Эрдбехютер последовала за ним, несколько раздраженная, что позволила ему командовать, но с другой стороны зная, что, двигаясь позади него, она находится в большей безопасности. Почувствовав ее гнев, земля зашевелилась у нее под ногами, готовая выполнить ее приказ. Если он обратит свое безумие на нее, почва и камни поднимутся и защитят ее. Теперь это было так просто.
Высоко за облаками в небе проплыла тень. День и без того был пасмурный, а сейчас все просто погрузилось во тьму. Нисходящий поток от огромных крыльев Драхе чуть не сбил с ног обоих жрецов Геборене. Окружающие растения прибило к земле, лужи темной грязной воды пошли рябью. Эрдбехютер продолжала наблюдать, что делает Унгейст, но одним глазом косилась на небо на тот случай, если дракон решит швырнуть оттуда что-нибудь.
Унгейст подошел к ближайшему дому и постучал в дверь. Она с грохотом заходила ходуном на пеньковых петлях. Зачем этот идиот вообще стучался? Странно, до чего же непросто стряхнуть с себя налет цивилизации в некоторых случаях.
Крестьянин, явно давненько не евший досыта – он оказался еще более тощим, чем Унгейст, – открыл дверь и уставился на жреца Геборене, моргая и пытаясь рассмотреть его в утренних сумерках.
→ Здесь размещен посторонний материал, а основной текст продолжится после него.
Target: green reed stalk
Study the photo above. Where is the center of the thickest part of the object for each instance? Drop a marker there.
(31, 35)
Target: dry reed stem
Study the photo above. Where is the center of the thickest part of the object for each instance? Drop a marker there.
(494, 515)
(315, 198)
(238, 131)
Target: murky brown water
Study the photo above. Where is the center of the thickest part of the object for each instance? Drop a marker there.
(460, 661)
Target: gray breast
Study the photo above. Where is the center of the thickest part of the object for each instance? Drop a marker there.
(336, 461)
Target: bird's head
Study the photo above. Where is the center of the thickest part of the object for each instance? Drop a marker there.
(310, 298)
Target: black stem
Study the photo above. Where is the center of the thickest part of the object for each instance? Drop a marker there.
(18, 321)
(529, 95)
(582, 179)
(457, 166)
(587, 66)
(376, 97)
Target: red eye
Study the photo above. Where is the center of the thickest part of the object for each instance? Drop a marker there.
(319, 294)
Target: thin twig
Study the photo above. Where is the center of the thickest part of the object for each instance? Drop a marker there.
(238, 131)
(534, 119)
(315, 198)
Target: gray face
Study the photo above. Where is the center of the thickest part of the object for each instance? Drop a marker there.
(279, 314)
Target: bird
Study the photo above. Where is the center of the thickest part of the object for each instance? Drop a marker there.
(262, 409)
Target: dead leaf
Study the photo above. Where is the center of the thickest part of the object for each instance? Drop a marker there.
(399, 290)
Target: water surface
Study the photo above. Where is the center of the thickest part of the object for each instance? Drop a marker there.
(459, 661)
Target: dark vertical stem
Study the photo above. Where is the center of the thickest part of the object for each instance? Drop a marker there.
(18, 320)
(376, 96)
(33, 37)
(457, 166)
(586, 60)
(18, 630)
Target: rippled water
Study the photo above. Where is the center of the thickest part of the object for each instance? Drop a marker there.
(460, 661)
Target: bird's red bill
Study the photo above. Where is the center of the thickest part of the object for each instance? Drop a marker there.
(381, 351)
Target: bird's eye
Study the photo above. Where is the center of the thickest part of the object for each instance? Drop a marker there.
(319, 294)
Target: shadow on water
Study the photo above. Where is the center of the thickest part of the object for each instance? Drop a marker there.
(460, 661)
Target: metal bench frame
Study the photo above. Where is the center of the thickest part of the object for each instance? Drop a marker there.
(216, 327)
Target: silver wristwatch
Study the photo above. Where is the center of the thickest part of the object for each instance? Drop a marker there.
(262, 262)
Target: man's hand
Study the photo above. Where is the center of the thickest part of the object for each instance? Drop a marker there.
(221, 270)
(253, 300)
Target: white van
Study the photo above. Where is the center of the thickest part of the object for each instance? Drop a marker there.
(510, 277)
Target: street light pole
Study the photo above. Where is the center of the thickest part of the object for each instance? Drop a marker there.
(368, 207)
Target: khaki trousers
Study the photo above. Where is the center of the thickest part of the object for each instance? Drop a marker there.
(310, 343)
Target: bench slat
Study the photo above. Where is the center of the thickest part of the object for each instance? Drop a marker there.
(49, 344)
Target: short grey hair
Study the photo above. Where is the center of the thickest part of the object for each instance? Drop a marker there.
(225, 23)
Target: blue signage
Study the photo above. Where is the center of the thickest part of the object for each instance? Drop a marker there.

А вот ничем похожим на богатую мускулатуру гайстескранкена он не обладал. Мужчина оглядел жреца Геборене с ног до головы, явно пытаясь понять, кто это к нему пожаловал. Тут он заметил Эрдбехютер, и глаза расширились. Он понял.
– Немногим могу поделиться, – сказал крестьянин. – Бульон вот и картошка остались со вчерашнего ужина. Я попрошу жену…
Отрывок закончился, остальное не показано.